There are no guarantees that the algorithm will complete its work. A simple tileset with two tiles that have no common colors will cause the algorithm to perform an infinite loop. An even simpler case would be one tile with different colors above and below. It will be reasonable to find some way to determine that tile sets cannot create the correct tilings. We can say that a tileset is definitely true if it can pave an infinite plane. In some cases, it can be easily proved that a tileset can or cannot pave an infinite plane, but in the general case this problem is unsolvable. Therefore, the task of the designer is to create a tileset that can create the correct tiling.

This algorithm is unable to find good solutions for the dungeon tileset from the video at the beginning of the post. It works well with simpler tilesets. We would like to learn how to solve more complex tilesets with a variety of possible types of transitions between tiles and various coded rules (for example, that roads must begin and end next to buildings).

We need an algorithm that can look ahead and create tile locations, somehow aware of the ways in which these locations are open for future tile locations. This will allow us to effectively solve difficult tilesets.

In terms of satisfying the constraints


This algorithm is similar to search with a reverse transition. At each step, we try to assign one variable. If we cannot, then we cancel the assignment of a variable and all variables that are attached to it by constraints. This is called “backjumping” and is different from backtracking, in which we cancel the assignment of one variable at a time until we can continue to make the correct assignments. When you go back, we generally cancel the assignment of variables in the reverse order of their assignment, however, when going back, we cancel the assignment of variables according to the structure of the task in question. It is logical that if we cannot place any tile at a specific point, then we must change the location of neighboring tiles, since their location created an unsolvable situation. Returning back instead can lead us to cancel the assignment of variables that are spatially far apart, but have been assigned recently.

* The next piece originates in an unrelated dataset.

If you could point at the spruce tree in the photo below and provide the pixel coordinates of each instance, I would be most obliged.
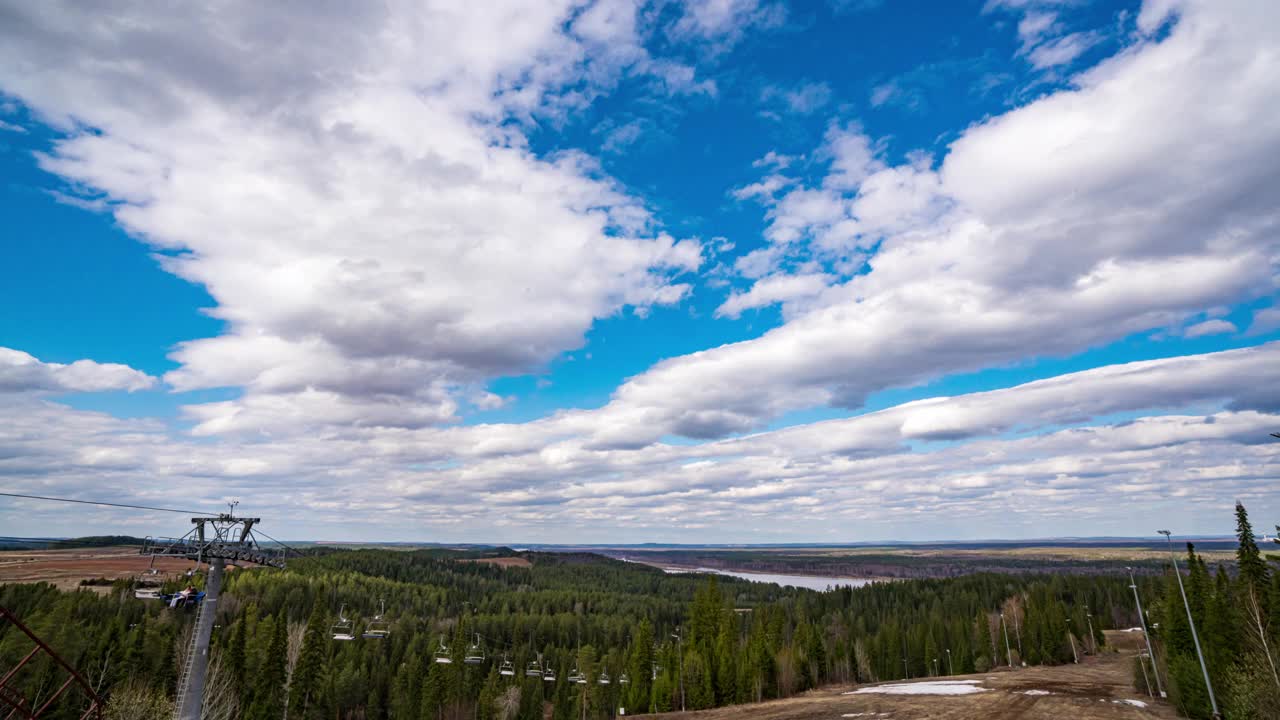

This search does not use any methods of local integrity. That is, we do not attempt to locate the tiles, which will later lead to an unsolvable situation, even through a single search step in the future. It is possible to accelerate the search by tracking the influence that the location will have on the possible locations in several tiles from the current point. At the same time, it is hoped that this will allow the search not to spend so much time on the cancellation of its work. This is exactly what our algorithm does.

Method 2: location with the greatest restrictions and distribution of local information


We preserve the probability distribution for tiles at each point, introducing non-local changes to these distributions when deciding on the location. Never backtracking.


Next, I will describe an algorithm that is guaranteed to be completed and creates more visually pleasing results for all the tiles I have tested. In addition, it can create almost true tilings for much more complex tilesets. The compromise here is that this algorithm does not guarantee that the output will always be correct tiling. The Optimizations section describes optimizations that allow you to perform this algorithm more quickly, even with larger tilesets and maps.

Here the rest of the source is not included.